The scheme illustrates the change in cfDNA characteristics during acute and chronic oxidative stress. (a) The onset of an acute process in the body. Oxidative stress induces cell death. DNA of the dead cells appears in the circulation. Ribosomal DNA is localized in the closed structure of the nucleolus and remains highly molecular. Therefore, the content of the rDNA in the composition of cfDNA is less than in the genome. (b) In response to an increase in the concentration of cfDNA, the endonuclease activity of the blood increases. AT-rich DNA fragments are fragmented to low-molecular weight fragments and are eliminated from the bloodstream. Total cfDNA is reduced, but rDNA content is elevated. (c) If the chronic process is exacerbated, then additional cfDNA fragments appear in the circulation. Ribosomal DNA content is elevated. (d) Sometimes the cells develop the DNA damage response. Since the cells do not die, the pool of cfDNA is not replenished.

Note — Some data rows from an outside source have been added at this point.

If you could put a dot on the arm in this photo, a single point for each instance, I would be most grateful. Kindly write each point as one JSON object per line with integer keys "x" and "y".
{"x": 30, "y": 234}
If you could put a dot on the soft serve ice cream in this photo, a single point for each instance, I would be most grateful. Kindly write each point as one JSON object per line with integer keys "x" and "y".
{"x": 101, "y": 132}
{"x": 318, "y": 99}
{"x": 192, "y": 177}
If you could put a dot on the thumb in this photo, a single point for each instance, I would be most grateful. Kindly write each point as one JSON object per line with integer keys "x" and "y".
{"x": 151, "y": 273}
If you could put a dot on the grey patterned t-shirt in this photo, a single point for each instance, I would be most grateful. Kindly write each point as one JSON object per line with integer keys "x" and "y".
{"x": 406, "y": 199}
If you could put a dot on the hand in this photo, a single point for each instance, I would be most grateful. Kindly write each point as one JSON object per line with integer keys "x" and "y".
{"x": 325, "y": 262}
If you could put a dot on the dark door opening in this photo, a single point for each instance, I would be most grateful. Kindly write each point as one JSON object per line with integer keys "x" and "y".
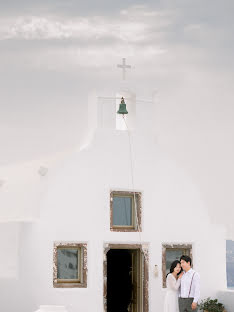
{"x": 123, "y": 280}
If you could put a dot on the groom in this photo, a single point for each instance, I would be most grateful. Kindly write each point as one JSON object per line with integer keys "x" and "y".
{"x": 190, "y": 286}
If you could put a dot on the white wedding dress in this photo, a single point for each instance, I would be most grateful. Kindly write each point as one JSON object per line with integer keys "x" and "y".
{"x": 171, "y": 299}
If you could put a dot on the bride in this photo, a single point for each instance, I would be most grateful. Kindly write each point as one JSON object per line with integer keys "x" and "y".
{"x": 173, "y": 283}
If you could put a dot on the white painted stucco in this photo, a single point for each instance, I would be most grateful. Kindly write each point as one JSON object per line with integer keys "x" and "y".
{"x": 75, "y": 207}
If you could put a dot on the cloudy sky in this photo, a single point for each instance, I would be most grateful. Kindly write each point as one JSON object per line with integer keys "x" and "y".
{"x": 52, "y": 53}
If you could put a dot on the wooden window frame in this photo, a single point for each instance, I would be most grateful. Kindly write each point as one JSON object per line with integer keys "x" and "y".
{"x": 165, "y": 247}
{"x": 124, "y": 228}
{"x": 72, "y": 283}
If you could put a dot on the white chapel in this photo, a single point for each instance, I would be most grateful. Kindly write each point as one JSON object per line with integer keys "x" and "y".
{"x": 97, "y": 229}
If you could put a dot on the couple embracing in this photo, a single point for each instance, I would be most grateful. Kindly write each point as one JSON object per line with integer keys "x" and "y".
{"x": 183, "y": 287}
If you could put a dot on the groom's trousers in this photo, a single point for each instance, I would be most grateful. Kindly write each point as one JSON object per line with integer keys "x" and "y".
{"x": 185, "y": 305}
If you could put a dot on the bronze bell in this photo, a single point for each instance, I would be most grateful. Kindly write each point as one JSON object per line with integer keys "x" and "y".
{"x": 122, "y": 107}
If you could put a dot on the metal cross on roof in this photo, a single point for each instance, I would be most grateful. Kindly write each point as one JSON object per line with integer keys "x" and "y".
{"x": 123, "y": 66}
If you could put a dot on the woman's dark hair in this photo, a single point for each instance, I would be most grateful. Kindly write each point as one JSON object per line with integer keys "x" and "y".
{"x": 186, "y": 259}
{"x": 173, "y": 266}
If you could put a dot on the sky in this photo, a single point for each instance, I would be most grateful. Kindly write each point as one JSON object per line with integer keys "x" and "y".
{"x": 53, "y": 53}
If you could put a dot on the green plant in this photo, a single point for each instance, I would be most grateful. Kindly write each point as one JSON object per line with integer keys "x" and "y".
{"x": 211, "y": 305}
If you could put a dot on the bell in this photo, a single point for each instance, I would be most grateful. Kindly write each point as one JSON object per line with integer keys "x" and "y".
{"x": 122, "y": 107}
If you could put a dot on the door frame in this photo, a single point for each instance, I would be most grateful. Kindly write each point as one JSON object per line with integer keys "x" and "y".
{"x": 144, "y": 250}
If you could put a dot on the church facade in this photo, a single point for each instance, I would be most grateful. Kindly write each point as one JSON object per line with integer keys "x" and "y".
{"x": 116, "y": 214}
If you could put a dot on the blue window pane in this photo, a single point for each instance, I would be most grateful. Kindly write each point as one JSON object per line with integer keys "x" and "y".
{"x": 122, "y": 211}
{"x": 68, "y": 263}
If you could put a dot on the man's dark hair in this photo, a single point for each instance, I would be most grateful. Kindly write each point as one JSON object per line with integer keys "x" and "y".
{"x": 186, "y": 258}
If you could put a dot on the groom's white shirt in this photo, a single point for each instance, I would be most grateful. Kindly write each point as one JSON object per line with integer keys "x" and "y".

4.1. State A: A Sharp Increase in ROS Levels in the Body

Schizophrenia is associated with elevated levels of ROS and DNA damage [7]. The reasons for the sharp increase in the level of ROS in the SZ patient are not yet clear. Emotional stress, environmental exposure, or biochemical abnormalities in the body's cell functioning may lead to an increase in ROS levels. In response to the action of ROS and DNA damage, the cells of the body die. The DNA of the dead cells is fragmented by cellular endonucleases and can then diffuse from the dead cells into the intercellular medium. Therefore, the amount of total cfDNA in the circulation increases significantly. The GC-rich rDNA is localized in the nucleolus. This genomic sequence is relatively slower cleaved into low-molecular fragments. The nucleolus is located in the central areas of the nucleus as a separate structure. These factors reduce the rate of the rDNA diffusion from the nucleolus into the medium. The content of rDNA in cfDNA is less than that in the gDNA of the cells (R < 1, state A in the diagram). State A, apparently, characterizes subgroup SZ IV (Figure 4): high cfDNA levels, relatively low NA, and low cf-rDNA CN values.

4.2. States B and C

Upon the DNA release into the extracellular medium, the cfDNA elimination system is activated. The endonucleases decompose the cfDNA to low-molecular fragments, which are excreted via the renal filtration later. The cf-rDNA is more resistant to the fragmentation and circulates in the form of high-molecular structures. As a result, the cf-rDNA fragments are accumulated in the blood plasma (R > 1) along with the decrease of the total cfDNA concentration. This condition is typical for subgroup SZ (III) and partly for SZ (II): the concentration of cfDNA is in the normal range with significantly increased NA and increased cf-rDNA CN and index cf-rDNA. Normal cfDNA concentrations together with high NA values indicate an active process of cfDNA release into the bloodstream (high level of cell death), which is balanced by the cfDNA elimination due to the high NA. Very high NA values and relatively high cfDNA values are indicated on state C with exacerbation of the chronic process.

4.3. State D

The low levels of cfDNA indicate a low level of cell death and the absence of large amounts of cfDNA in the bloodstream at the time of the study (subgroup SZ (I)). In our previous studies, it was shown that the low level of cfDNA in some patients correlates with a high level of DNA oxidation marker of cell nuclei. Cells with severely damaged DNA do not die that reflects a block of apoptosis [12] and DDR (DNA damage response).

5. Conclusion

Despite the abnormally high endonuclease activity in the blood plasma of SZ patients, the circulating cfDNA concentration is increased. Fragments of cf-rDNA accumulate in the blood plasma of SZ patients. Thus, analyzing the indices reflecting the properties of plasma cfDNA (cfDNA, cf-rDNA, cf-rDNA CN, and R) and endonuclease activity of blood plasma, it is possible to estimate the degree and duration of the pathological process in SZ patients. Potentially, SZ patients' cfDNA should be a strong stimulating factor for the TLR9-MyD88-NF-κB signaling pathway. We plan to confirm this assumption in our future work.